O futebol italiano volta a ser atingido por um escândalo envolvendo a arbitragem. Gianluca Rocchi, responsável pela designação de árbitros nas Séries A e B, está sendo investigado pela promotoria de Milão por suposta fraude esportiva. O caso levou o dirigente a se afastar voluntariamente e já provoca comparações com o histórico Calciopoli, que abalou o país há 20 anos.
A investigação teve início após uma denúncia do árbitro Domenico Rocca, que demonstrou insatisfação com a gestão da Comissão Nacional de Árbitros (CAN). Em seu depoimento, Rocca relatou episódios de interferência, incluindo um lance da partida entre Udinese e Parma, em março de 2025, quando Rocchi teria batido na janela da cabine do VAR para influenciar uma decisão.
O episódio ocorreu durante o jogo entre Udinese e Parma. Na ocasião, o VAR Daniele Paterna e a assistente Simone Sozza analisavam um possível toque de mão do zagueiro Botond Balogh dentro da área. Após revisão, a equipe de arbitragem entendeu que não houve pênalti, já que o braço do defensor estava junto ao corpo.
Pouco depois, uma batida na janela da cabine teria interrompido a análise. Paterna chegou a se virar e questionar se a jogada seria pênalti. O árbitro da partida, Fabio Maresca, acabou sendo chamado ao monitor e, após revisão, assinalou a penalidade. Florian Thauvin converteu a cobrança e garantiu a vitória da Udinese por 1 a 0. Segundo relatos, a intervenção teria partido de Rocchi.
O áudio da conversa e o registro da batida foram divulgados pelo jornal Il Fatto Quotidiano. Na época, a Federação Italiana de Futebol (FIGC) abriu investigação, mas concluiu que não havia elementos suficientes para punição disciplinar.
Além desse caso, a promotoria de Milão também apura um segundo episódio ocorrido em 2 de abril de 2025, no San Siro, na véspera da semifinal da Copa da Itália entre Inter de Milão e Milan. Rocchi é acusado de manipular a escalação de árbitros para supostamente favorecer a Inter.
De acordo com a investigação, teria sido definido que Daniele Doveri — considerado indesejado pela diretoria nerazzurra — ficaria responsável pelo jogo de volta da semifinal, ficando fora da final ou de outras partidas decisivas. Na mesma ocasião, Andrea Colombo, bem avaliado pela Inter, teria sido escalado para o confronto contra o Bologna. O presidente da Inter, Beppe Marotta, negou qualquer tipo de interferência.
– Ficamos sabendo disso pela imprensa. Ficamos surpresos. Não temos uma lista de árbitros de quem gostamos ou não. De jeito nenhum. Sabemos que agimos com a máxima integridade – disse Marotta à “DAZN” e à “Sky Italia”.
Crise na arbitragem e risco de intervenção
A Associação Italiana de Árbitros (AIA) atravessa um momento de forte instabilidade. O presidente Antonio Zappi foi suspenso por 13 meses, acusado de pressionar árbitros a renunciarem. Com Rocchi e o supervisor do VAR Andrea Gervasoni também afastados, as Séries A e B ficaram sem comando direto na designação de árbitros.
O cenário reacendeu discussões sobre uma possível intervenção do Comitê Olímpico Italiano (CONI), medida já adotada em 2018 após a crise institucional da federação. As eleições para a nova presidência da FIGC estão marcadas para 22 de junho.

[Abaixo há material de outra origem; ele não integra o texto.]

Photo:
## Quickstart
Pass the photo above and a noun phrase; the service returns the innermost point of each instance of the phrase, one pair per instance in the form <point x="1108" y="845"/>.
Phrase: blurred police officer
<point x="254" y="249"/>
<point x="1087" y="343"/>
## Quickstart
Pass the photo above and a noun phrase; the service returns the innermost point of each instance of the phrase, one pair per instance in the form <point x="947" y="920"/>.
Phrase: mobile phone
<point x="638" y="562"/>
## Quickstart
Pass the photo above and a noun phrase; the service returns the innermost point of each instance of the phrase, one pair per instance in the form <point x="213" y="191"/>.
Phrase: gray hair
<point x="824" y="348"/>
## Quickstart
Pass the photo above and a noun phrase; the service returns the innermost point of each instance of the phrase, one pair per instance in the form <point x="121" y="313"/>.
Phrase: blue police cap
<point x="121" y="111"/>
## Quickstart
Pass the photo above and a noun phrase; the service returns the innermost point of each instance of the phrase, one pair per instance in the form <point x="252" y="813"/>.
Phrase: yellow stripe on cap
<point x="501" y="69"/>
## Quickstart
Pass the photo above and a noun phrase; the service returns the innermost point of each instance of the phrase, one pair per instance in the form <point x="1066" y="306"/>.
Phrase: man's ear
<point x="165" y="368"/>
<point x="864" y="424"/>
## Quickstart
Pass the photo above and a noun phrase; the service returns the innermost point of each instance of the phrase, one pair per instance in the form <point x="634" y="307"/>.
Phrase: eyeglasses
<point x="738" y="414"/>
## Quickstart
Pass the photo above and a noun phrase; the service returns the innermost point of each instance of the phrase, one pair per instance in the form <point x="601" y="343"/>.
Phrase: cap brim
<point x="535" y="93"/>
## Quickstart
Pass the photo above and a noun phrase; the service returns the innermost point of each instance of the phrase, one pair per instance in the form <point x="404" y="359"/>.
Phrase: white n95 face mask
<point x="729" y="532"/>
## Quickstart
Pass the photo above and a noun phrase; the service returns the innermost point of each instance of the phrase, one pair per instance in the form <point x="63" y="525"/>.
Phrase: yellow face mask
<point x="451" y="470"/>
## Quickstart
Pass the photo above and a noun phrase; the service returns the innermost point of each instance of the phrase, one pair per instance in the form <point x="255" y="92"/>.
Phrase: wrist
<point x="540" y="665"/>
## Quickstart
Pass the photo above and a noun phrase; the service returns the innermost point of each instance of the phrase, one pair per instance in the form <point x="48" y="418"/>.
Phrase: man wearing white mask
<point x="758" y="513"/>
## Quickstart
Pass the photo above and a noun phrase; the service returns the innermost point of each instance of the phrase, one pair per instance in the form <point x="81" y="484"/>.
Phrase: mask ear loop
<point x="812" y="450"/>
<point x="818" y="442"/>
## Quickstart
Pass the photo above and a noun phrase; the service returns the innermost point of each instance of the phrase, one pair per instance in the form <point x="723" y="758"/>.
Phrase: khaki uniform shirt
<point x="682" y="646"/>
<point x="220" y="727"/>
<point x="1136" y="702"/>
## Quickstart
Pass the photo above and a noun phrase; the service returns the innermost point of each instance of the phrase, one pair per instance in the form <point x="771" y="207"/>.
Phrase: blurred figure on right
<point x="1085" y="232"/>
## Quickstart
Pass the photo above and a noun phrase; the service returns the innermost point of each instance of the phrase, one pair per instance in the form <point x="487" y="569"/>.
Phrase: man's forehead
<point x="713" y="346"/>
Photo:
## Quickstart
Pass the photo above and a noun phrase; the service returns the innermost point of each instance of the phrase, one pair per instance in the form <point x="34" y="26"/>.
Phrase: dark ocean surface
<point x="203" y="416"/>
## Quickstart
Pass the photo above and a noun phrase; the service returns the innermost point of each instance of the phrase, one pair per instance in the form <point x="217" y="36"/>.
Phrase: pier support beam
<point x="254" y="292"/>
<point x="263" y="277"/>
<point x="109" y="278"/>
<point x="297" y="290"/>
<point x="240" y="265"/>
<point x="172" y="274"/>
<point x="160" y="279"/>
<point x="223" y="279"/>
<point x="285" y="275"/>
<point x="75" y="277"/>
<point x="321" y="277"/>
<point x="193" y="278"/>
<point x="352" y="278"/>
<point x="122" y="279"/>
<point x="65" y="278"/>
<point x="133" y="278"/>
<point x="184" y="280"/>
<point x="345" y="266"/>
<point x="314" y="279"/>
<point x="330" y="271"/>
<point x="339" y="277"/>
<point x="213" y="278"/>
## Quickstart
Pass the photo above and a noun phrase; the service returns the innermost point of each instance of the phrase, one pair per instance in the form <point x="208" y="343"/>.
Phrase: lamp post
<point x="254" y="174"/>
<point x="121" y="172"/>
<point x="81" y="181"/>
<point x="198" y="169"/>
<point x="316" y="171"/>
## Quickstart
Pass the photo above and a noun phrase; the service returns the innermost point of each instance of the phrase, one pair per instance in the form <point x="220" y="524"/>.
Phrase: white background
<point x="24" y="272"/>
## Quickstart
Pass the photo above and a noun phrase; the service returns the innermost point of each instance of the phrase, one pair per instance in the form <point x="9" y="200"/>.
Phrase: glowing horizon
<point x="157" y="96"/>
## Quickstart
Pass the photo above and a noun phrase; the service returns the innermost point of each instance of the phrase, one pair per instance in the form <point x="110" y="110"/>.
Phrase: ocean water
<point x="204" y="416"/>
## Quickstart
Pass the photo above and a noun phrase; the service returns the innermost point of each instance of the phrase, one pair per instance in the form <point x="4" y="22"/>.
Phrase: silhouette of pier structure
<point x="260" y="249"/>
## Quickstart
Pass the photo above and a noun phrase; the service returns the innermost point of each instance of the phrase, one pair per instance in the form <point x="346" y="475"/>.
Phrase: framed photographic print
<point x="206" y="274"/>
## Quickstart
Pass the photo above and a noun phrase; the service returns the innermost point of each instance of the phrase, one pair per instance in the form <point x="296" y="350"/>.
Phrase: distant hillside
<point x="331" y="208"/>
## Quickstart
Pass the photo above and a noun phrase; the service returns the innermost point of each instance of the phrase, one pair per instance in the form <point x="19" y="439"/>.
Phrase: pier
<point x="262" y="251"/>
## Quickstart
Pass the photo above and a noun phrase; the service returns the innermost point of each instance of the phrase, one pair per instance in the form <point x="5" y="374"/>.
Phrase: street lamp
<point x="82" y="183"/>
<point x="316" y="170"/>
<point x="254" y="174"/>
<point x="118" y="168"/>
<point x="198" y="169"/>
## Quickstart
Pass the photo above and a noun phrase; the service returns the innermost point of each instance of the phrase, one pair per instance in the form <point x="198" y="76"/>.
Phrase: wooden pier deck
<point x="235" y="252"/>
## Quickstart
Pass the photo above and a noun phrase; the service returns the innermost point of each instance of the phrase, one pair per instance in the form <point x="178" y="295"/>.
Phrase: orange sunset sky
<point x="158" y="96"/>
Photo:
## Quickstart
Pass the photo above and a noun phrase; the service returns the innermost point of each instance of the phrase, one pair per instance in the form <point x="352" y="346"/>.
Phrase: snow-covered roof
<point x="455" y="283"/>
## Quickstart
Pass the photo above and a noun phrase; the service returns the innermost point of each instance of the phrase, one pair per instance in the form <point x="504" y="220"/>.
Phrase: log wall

Enquanto isso, as investigações seguem em andamento. Rocchi deve prestar depoimento nesta quinta-feira diante dos promotores de Milão. O futebol italiano, que já viveu escândalos como o Totonero e o próprio Calciopoli — este último em 2006, responsável por rebaixamentos de clubes como Juventus e punições a Milan, Lazio e Fiorentina — volta a ter sua credibilidade colocada em xeque.
Após 20 anos, futebol italiano vive outro escândalo de arbitragem
O Calciopoli foi revelado em 2006 e é considerado um dos maiores escândalos de manipulação de resultados do futebol mundial. A investigação apontou que dirigentes da Juventus, Milan, Fiorentina, Lazio e Reggina pressionavam árbitros e observadores para favorecer seus clubes. A Juventus foi rebaixada à Série B e perdeu dois títulos nacionais. Milan, Fiorentina, Lazio e Reggina também foram punidas com perda de pontos e multas.
O episódio marcou profundamente o futebol italiano e deixou cicatrizes que ecoam até hoje. A comparação com o caso atual vem justamente do fato de que Rocchi, o chefe de arbitragem, é acusado de manipular designações de árbitros para beneficiar determinados clubes – algo que remete ao espírito do escândalo de duas décadas atrás.